Durante esas primeras horas, su familia se lanzó a buscarlo por todos los medios posibles y empezar a denunciar lo sucedido, sin ningún resultado. Finalmente, el cuerpo sin vida del joven fotógrafo fue hallado el 13 de marzo de 2015, de manera fortuita, en el marco del operativo de búsqueda que se había desarrollado en el Cerro de la Cruz por la desaparición de Andrea Castana, que fue encontrada unas horas más tarde en otro sector del Cerro de la Cruz.
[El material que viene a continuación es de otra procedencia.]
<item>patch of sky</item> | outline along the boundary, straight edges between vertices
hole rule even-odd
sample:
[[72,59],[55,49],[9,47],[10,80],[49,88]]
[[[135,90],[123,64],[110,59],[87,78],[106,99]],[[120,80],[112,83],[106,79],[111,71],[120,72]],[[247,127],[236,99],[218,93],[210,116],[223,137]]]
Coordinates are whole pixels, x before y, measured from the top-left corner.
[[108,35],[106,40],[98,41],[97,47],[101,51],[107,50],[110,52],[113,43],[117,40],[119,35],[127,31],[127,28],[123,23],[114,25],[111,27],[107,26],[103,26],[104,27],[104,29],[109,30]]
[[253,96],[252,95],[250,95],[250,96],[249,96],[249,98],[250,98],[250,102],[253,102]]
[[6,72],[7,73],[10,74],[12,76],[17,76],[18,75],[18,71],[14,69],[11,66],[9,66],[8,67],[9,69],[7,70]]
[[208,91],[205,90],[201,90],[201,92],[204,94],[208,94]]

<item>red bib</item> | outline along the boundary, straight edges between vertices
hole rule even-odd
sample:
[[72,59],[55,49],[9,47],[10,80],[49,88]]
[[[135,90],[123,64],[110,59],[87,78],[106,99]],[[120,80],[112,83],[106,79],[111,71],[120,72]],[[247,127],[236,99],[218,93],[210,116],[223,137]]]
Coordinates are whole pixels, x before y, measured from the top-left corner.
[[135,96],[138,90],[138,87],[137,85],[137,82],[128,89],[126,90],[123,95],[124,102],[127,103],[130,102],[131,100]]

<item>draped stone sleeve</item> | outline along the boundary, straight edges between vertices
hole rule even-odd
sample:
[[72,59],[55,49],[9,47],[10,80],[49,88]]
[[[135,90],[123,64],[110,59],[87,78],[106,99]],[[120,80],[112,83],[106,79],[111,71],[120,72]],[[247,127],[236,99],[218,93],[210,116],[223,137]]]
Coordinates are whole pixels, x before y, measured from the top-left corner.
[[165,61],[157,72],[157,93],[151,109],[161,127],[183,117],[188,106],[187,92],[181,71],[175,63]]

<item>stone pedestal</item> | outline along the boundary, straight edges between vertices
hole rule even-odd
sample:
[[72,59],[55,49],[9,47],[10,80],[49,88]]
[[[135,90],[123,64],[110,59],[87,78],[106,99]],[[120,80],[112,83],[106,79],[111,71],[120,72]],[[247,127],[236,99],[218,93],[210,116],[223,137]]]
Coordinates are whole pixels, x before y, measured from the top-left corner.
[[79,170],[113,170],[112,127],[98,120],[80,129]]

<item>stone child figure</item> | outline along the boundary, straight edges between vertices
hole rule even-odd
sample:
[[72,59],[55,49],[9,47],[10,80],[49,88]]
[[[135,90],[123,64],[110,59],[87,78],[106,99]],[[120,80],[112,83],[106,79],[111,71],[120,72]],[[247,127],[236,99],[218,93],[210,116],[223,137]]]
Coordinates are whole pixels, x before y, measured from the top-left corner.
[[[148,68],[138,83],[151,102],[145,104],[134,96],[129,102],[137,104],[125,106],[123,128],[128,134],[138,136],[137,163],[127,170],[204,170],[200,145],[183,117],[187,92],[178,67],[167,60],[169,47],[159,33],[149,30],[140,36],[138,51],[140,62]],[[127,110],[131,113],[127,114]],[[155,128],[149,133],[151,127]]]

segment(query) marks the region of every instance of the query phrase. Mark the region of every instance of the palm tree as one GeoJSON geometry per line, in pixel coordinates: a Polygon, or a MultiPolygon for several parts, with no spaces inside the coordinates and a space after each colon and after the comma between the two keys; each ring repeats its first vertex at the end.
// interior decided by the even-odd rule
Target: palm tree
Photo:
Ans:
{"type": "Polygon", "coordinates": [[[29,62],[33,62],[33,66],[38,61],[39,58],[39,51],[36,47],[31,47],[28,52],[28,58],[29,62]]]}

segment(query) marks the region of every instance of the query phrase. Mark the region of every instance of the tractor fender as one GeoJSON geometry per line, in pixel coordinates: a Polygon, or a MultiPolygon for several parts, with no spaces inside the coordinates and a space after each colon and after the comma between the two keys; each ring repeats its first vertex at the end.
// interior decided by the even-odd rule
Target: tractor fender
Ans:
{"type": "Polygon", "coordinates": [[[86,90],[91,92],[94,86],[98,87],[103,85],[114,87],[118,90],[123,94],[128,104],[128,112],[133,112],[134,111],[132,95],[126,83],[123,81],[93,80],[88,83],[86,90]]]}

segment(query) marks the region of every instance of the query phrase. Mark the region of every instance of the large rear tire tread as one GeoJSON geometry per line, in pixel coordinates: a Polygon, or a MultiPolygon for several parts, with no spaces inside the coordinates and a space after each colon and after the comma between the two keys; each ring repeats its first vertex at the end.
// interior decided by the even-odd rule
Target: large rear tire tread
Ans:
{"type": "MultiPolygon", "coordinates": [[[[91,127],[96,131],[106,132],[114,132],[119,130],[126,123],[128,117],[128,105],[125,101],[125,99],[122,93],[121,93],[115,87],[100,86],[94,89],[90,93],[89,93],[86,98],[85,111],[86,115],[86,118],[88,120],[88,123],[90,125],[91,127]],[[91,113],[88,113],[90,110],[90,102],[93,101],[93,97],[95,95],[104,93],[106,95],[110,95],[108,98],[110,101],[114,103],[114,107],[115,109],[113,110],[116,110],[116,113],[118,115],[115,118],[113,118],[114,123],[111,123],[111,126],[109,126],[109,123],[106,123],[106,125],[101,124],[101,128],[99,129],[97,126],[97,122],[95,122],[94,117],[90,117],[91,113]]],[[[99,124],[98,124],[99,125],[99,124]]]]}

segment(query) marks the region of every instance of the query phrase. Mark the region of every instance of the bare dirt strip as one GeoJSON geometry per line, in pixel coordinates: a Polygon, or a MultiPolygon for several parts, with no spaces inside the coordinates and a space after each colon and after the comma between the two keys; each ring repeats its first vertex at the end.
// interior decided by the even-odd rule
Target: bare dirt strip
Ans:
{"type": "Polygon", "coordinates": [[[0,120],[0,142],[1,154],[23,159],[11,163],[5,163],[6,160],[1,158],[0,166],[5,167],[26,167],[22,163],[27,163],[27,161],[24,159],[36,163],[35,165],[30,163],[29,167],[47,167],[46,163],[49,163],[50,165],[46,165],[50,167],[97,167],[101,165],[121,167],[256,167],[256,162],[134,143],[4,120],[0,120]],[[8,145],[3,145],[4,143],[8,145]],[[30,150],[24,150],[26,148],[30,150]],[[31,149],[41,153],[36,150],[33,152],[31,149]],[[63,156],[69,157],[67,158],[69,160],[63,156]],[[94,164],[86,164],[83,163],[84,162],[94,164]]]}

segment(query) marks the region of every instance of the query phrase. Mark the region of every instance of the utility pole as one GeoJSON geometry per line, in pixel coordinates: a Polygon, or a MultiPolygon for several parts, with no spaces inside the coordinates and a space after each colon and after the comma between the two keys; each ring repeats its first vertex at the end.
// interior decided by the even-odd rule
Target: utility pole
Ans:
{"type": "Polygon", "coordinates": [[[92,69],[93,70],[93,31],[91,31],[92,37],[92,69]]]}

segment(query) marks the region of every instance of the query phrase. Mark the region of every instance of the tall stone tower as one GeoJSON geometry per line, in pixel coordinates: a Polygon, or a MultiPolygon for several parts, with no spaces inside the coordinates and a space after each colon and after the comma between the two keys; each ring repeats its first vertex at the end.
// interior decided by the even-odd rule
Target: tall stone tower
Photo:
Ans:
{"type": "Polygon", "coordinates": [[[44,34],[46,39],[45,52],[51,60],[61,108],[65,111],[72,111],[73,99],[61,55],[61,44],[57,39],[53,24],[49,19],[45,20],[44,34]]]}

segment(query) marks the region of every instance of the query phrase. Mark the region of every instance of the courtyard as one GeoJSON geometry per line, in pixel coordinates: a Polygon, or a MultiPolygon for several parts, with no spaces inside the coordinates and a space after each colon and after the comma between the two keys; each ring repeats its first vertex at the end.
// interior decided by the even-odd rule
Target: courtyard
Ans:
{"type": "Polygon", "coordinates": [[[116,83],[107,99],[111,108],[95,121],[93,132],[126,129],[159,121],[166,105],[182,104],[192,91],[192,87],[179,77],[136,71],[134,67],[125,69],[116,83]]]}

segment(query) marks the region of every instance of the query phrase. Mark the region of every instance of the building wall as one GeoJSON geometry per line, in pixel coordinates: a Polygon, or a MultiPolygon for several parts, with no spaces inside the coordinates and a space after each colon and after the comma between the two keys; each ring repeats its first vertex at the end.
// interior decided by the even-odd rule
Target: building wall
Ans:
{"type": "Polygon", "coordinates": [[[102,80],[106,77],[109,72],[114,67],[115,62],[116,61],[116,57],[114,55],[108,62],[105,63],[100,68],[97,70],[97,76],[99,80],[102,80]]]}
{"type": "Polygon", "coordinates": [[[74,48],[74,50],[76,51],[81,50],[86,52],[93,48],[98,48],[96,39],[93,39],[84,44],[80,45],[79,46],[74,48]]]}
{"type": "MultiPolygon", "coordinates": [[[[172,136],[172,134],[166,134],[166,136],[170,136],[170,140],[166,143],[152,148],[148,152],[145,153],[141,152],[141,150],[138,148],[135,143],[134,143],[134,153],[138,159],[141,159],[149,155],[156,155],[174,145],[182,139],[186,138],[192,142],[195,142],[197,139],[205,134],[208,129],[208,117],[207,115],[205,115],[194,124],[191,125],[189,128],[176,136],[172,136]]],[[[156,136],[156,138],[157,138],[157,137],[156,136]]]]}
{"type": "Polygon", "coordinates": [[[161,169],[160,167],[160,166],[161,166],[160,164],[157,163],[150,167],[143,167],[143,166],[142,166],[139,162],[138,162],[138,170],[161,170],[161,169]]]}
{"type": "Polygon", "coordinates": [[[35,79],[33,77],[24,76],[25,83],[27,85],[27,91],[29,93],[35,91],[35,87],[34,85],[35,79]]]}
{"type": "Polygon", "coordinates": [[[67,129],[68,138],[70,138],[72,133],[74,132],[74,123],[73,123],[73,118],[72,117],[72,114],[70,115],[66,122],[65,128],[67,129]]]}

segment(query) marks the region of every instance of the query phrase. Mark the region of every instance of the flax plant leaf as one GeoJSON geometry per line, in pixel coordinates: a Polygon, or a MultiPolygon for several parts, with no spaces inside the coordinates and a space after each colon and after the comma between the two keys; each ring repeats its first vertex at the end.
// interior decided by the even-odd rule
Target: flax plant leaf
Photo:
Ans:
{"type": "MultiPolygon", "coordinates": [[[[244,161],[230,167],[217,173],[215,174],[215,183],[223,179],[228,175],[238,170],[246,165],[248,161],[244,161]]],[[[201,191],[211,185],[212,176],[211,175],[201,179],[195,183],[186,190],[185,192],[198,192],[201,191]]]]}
Estaba a unas seis cuadras del departamento donde vivía, por el ingreso al cerro de calle La Rioja. Desde aquel trágico día la justicia sigue sin aportar ninguna respuesta sobre cómo se produjeron estas muertas y quienes son los responsables.

‘Estamos cada vez más indignados. No podemos creer que haya pasado tanto tiempo y la justicia no haya hecho nada.

La causa está encajonada, parada.

Nadie hace nada, nadie se comunica, ni siquiera nuestro abogado. Es una mezcla de bronca y tristeza’, reconoció Sandra Sánchez, hermana del fotógrafo, en una entrevista con VillaNos Radio, con motivo del sexto aniversario del hallazgo del cuerpo.

En su etapa de instrucción la causa estuvo en manos de la fiscalía N° 2 de Ricardo Mazzuchi, quien solicitó su archivo bajo la carátula de suicidio. Esta decisión fue apelada por la familia que sostiene la hipótesis de que Hernán fue asesinado.

Hoy, el expediente está en el Tribunal Superior de Justicia.

‘Nos dijeron que hasta que no aparezca un testigo certero no se puede hacer el cambio de carátula de muerte de etiología dudosa a homicidio.

La primera autopsia demuestra que Hernán fue golpeado y torturado y su cuerpo muestra signos de haber sido arrastrado. Además tiene una herida cortopunzante en el abdomen que le provocó la muerte’, subrayó. Y agregó: ‘la verdad, perdimos la esperanza en la justicia, nos genera desconfianza. Es como que no les importara. Nos sentimos abandonados’.

En esta crítica también incluye al abogado de la familia, Carlos Nayi, con quien no tienen ninguna comunicación desde hace mucho tiempo: ‘me re sorprendió su actitud. No tenemos quien nos defienda. No tenemos nada’.

‘La única esperanza que nos queda es que alguien que sepa algo se arrepienta, tome conciencia, o se le escape un dato.

Todo esto es muy desgastante para la familia. Pasaron 6 años. Sentimos que es como estar metidos en una caja, gritar y que nadie te escuche’, expresó Sandra.

Mientras, el cuerpo de Hernán sigue en la morgue judicial esperando por una justicia que no llega.

Nota correspondiente a la edición n° 563 del periódico La Jornada, del 31 de marzo de 2021.